The Kaja Team
How pausing idle projects reduces cloud spend
Isolated projects you can pause when they're idle can cut idle resource costs significantly. Here's how we think about it.
Most teams either share a few long-lived dev and staging environments or give every developer a dedicated cluster. Shared environments create bottlenecks; dedicated clusters often run 24/7 and burn budget when no one is working.
There's a middle path: keep projects isolated, but pause the ones that are idle. With Kaja, each project is a self-contained space with its own apps, config, and secrets—and pausing one is a single click that scales its workloads down, so you're not paying for idle CPU and memory. Resume it just as quickly when you're back.
Where the savings come from
- No always-on idle compute — Pause projects overnight, on weekends, and over holidays instead of running them around the clock.

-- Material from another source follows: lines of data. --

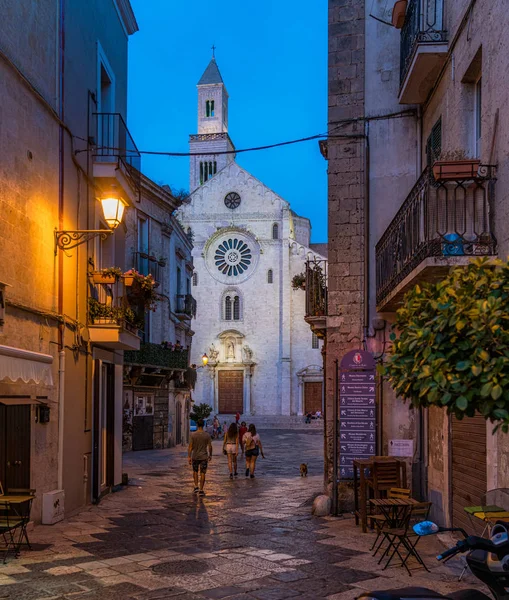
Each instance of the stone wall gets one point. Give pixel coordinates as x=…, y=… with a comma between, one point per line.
x=346, y=192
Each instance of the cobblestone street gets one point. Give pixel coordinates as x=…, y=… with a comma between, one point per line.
x=249, y=539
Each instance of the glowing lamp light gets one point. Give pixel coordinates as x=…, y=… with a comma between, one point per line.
x=113, y=209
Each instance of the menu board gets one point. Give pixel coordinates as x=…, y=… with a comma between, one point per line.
x=357, y=410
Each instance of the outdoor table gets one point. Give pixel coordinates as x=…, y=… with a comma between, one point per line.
x=360, y=466
x=22, y=505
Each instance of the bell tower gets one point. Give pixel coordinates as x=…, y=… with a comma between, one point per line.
x=212, y=136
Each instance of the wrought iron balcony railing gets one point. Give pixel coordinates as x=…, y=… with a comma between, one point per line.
x=115, y=143
x=448, y=218
x=108, y=304
x=186, y=305
x=147, y=264
x=316, y=288
x=424, y=24
x=157, y=355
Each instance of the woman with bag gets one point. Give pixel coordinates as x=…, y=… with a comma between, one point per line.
x=253, y=448
x=231, y=448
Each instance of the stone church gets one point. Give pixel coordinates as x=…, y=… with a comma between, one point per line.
x=248, y=245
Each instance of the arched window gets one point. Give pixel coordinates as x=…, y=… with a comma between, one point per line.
x=209, y=108
x=228, y=308
x=231, y=306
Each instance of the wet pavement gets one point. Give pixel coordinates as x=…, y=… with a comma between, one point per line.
x=247, y=539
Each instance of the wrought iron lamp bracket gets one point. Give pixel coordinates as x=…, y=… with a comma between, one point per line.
x=66, y=240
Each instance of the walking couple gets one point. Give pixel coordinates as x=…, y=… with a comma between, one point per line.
x=250, y=444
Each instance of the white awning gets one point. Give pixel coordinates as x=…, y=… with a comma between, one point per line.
x=26, y=366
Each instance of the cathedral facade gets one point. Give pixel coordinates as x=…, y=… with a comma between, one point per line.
x=248, y=246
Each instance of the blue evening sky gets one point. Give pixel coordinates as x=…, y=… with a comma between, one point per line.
x=272, y=55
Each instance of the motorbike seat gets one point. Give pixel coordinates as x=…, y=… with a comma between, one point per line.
x=410, y=592
x=469, y=595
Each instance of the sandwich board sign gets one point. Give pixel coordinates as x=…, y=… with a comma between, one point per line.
x=357, y=410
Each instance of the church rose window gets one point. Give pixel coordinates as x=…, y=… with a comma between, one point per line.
x=232, y=200
x=232, y=257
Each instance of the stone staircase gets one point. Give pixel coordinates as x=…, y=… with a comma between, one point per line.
x=276, y=422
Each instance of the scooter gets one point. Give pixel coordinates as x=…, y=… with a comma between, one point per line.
x=488, y=560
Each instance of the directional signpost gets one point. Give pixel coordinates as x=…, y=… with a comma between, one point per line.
x=357, y=410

- Right-sized resources — Each project can be sized for its workload, instead of over-provisioning one big shared cluster.
- Easy cleanup — Pausing is one click, and deleting a project you're finished with is another, so stale projects don't linger and cost doesn't creep.
Doing the math
Suppose you have 20 developers, each with a small dev project (say 4 vCPU, 8 GB RAM). Running those around the clock in the cloud can easily reach thousands of dollars a month. If they're only active 8–10 hours on weekdays, you're paying for 60–70% idle time. Pause when inactive—nights, weekends, holidays—and you can cut that part of the bill by more than half without changing how developers work.
Beyond cost: fewer conflicts, faster feedback
Isolation isn't just about cost. When each project stands on its own, you avoid "who broke staging?" and "can I get a database reset?" A shared staging environment is a single point of failure and a queue. Give a piece of work its own project and people can move in parallel—deploy, test, share a link—without stepping on each other. Clone an existing project when you need an exact copy to reproduce a bug.
Making it practical
The trick is making projects easy to create, pause, and clean up. If it takes a ticket and a week, nobody will use them. In Kaja we focus on one-click project creation, cloning an existing project when you need an exact copy, and one-click pause and resume. You keep the savings and the flexibility without the operational overhead.